We meet some farmers and teachers, who talk about the occupation. People here work at subsistence level, they look out for each other. Some are unemployed but work to help out anyway. We look around a school, which has clearly been starved of opportunity over the years. As we discuss the arbitrary nature of the rule of thumb in the West Bank, the dehumanization that you can read about in the papers begins to reveal itself. It’s related how a short while ago, a five year old from one of these corrugated iron and plastic communities was bitten by a poisonous creature, rushed to the Nablus hospital, and died because of the hold ups at the checkpoint. Various emergency calls were attempted, but clearly the court jester was running the show at the switchboard in Israel, because it was explained that “we don’t take Arabs”. Being exploited to a ridiculous extent is just how it goes around here. You can throw your sociology textbooks out of the window, as the juxtaposition of warming strength and horrible weakness gives these places a ’special’ feeling which can not be touched by the language of Hollywood, or speechwriters. We have started to understand the sadness and anger of being in a place which has so much to offer, so consistently denied.

The accommodation and the warmth embedded in community and family life is alien to southern England. At the same time as being a welcome change, it’s saddening sometimes. To see a boy of thirteen, a girl of eight, chatting to the visitors and showing off their younger siblings, but displaying a mark of severe anxiety which flickers up once every two seconds – it’s a horrible thing. Growing up here the child will be painfully aware that there is a hostile force at work which expresses itself in a destructive way, collectively displaying an increasingly younger mental age – as you grow up, it tries to drag you back down with it. The expression of the occupation, the maintenance and containment of the threat of racial and cultural contamination, is intensely sadistic. It’s clearly a struggle to cope, and it is making me feel bad.

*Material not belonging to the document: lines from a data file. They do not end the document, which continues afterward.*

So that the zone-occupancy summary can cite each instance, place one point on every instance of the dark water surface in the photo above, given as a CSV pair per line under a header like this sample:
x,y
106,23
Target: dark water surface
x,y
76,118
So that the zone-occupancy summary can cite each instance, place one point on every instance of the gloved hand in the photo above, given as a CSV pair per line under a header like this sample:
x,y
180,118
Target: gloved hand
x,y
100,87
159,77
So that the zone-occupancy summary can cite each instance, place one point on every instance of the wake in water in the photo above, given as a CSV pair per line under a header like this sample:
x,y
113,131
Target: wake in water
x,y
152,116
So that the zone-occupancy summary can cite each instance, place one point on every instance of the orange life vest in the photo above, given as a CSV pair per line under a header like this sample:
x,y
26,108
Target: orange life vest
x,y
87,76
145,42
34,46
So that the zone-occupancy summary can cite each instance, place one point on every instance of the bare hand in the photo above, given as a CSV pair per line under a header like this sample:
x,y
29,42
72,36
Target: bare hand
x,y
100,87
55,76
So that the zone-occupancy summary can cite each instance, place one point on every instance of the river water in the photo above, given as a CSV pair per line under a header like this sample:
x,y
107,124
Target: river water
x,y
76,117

The military must really hate the Bedouin people, because when they are not using women as target practice they are complying with a system whereby the Beduin end up paying prices for water and gas which would even create fury in Britain. It is moving to sit with an old man who has faced arbitrary imprisonment and had his family continually moved around the landscape, finding his own ways to cope and preserve his dignity. But afterwards, it is not really enough to sit down and be moved. You can do that at home, reading statistics. What is needed is something more.

Right right, back at our place, time for a conversation. We’ve been talking about the occupation all day – oh no, quick, let’s talk about films. A particularly interesting point about a fiction is interrupted by a sonic boom, or it might be gunshots, punctuating the night. It must be time to get our heads down.